On the one hand, Canon has historically had better OS X support than say, Hewlett Packard. True, their drivers are famous for
cooking hardware, but at least they existed. On the other hand, one might be better off without them.
I recently tried reinstalling
Canon CanoScan LiDE 30 7.0.1.1X drivers on my mother's Intel Mac Mini. I had odd error messages about "error code -5000" and "N067U not found" during my reinstall attempts, despite running as an administrator. My guess is privilege/security issues and left over bits from an earlier install were confusing Canon's very (very) primitive installer. A quick Google confirmed my suspicion that this was
not a battle worth waging. So I went about removing the bits and pieces.
Wow. What a
mess. OS X desperately needs to permit only use of signed installs with the Apple Installer and true
uninstaller support. Canon's installer sprays junk
everywhere. Spotlight seemed to find it all, including
seven files in \Library\CFMSupport. (Touch that folder with great care -- like everything in \Library it can have some dangerously critical stuff in it. In my case, however, Get Info showed every file there belonged to Canon.) Then I had to delete two "login" entries. (I got rid of some Microsoft Mouse and Keyboard drivers at the same time, that uninstall was only marginally better but I think they were well behaved enough that I could have left them alone.)
I then tried
Vuescan. Vuescan is the idiosyncratic [1] OS X and Windows product of Ed Hamrick, a Caltech alum who's been working away at it for 9 years. I think he may be a one man shop, and based on my own CIT experience (unofficial motto: "the truth shall xxxx you over") I have a clear (though likely incomplete) mental picture of Ed. In brief, trustworthy, stubborn, irascible, reliable.
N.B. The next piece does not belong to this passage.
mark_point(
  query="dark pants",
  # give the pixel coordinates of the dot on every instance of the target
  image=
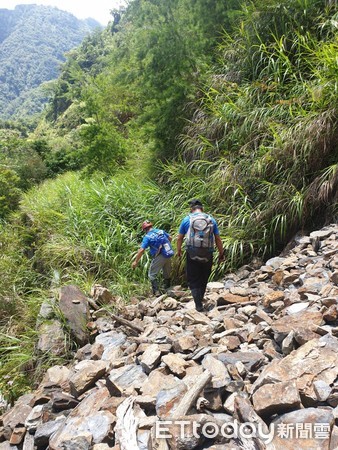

Mercifully Vuescan supports the LIDE 30 without any Canon drivers (but not, for example, the LIDE 35 -- that scanner is junk now). I'd registered Vuescan two years ago, but my one year upgrade period had passed and Ed doesn't offer old downloads. He does offer[2], for $40, upgrades of an old 1 year license to a "professional" license that provides upgrades as long as Ed stays in business. That's the same as a new 1 year license and the new version (pro or regular) has a "guide me" feature that I think my mother might be able to use (the other pro features don't matter to me).
So I upgraded to Vuescan Professional and it's working well so far. I do get odd behaviors with auto crop, similar to what I remember with earlier versions. but the manual crop works.
Oh, the Vuescan Installer? Drag icon to Applications. Uninstall? Drag icon to trash.
[1] Ed's approach to license numbers, serial numbers, and email addresses strikes me as a bit over-engineered, but with some patience and persistence I was able to figure it out. I've no idea why he insisted on changing my customer number with the upgrade -- maybe something to do with identifier misuse.
[2] Download new version. Enter old information. Try to register. You get an upgrade button.
PS. If Apple
really wanted to please customers, they'd use some of their billions to hire some device driver programmers to create Apple drivers for scanners and printers. Either that, or return to the old days of reselling devices under the Apple name. Canon, HP, Brother, etc are incapable of producing quality drivers - on any platform. XP/Vista is no different, but there Microsoft writes the drivers that work. For that they deserve praise and credit.